This treat is so simple to make that it barely needs a recipe! I absolutely love making chocolate bark, it’s almost like creating a piece of edible art. Swirling the chocolates together and decorating the slab with your favourite toppings is actually quite relaxing, and you have a delicious treat to enjoy at the end of it.
Although this recipe is very easy you will want to take care when melting the chocolate. The microwave is always an option but to be on the safe side I always melt my chocolate by chopping it finely and placing it in a clean, dry bowl over another bowl or pot of boiled (not boiling) water. Ensure that the bottom of the chocolate bowl is not touching the water and let the residual heat gently melt the chocolate.
The sky really is the limit when it comes to making chocolate bark, and you can customise it by using different types of chocolate (dark, milk, white, caramel.. all four? haha) and all sorts of toppings! Here are a few topping ideas:
- dried fruit like cranberries, apricots and pears
- any kind of whole, chopped or slivered nut, raw or salted
- candied orange peel
- toasted coconut flakes
- mini marshmallows
- salted pretzels
- orange zest
- goji berries
- other small chocolates like smarties, speckled eggs and malt balls
- chopped cookies or crackers
- toasted seeds
- if you are using white chocolate you could use gel food colouring to create different colours
Whether you’re making this as a treat snack or wanting to make an edible gift for someone you can really play around and have fun with this – enjoy!
HAZELNUT, CRANBERRY & PISTACHIO CHOCOLATE BARK
- 200g dark chocolate
- 150g white chocolate
- 60ml (¼ cup) blanched hazelnuts, roughly chopped
- 60ml (¼ cup) dried cranberries
- 60ml (¼ cup) shelled pistachios, roughly chopped
1.) Place a piece of baking paper on a large baking tray and set to one side.
2.) Melt the dark and white chocolate (see notes above). Pour the dark chocolate onto the tray and spread thinly into a rough rectangular shape.
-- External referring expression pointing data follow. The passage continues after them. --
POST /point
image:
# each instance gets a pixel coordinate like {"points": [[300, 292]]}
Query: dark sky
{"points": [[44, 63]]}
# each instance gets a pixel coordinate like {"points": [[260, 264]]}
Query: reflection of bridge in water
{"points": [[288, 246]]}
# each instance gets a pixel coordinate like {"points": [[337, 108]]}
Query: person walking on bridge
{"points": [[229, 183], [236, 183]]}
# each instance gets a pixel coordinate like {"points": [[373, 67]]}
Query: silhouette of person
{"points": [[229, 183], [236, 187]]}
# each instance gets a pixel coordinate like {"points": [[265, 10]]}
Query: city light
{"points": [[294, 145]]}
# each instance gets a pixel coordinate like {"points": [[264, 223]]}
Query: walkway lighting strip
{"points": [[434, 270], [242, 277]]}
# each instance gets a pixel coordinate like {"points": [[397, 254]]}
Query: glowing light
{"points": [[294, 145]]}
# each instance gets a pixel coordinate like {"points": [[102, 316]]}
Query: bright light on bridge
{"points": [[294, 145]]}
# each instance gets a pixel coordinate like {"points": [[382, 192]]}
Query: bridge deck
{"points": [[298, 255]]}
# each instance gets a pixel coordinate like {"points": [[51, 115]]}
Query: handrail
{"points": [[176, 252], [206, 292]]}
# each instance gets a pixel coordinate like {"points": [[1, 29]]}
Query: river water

3.) Drizzle the white chocolate over the dark chocolate. Here comes the fun part – use a skewer to swirl the white chocolate into the dark chocolate and create beautiful patterns.
4.) Sprinkle the hazelnuts, cranberries and pistachios over the chocolate. Work quickly to get the toppings on before the chocolate sets. Put the bark to one side to cool and harden, preferably at room temperature.**
5.) Once the chocolate has set you can cut or break it into pieces. Store in an airtight container in a cool place.
**Note: it is preferable to let your chocolate set at room temperature, but if it’s a very hot day pop the tray in the fridge for a few minutes. Try not to leave the chocolate in the fridge for too long as this may cause discolouration.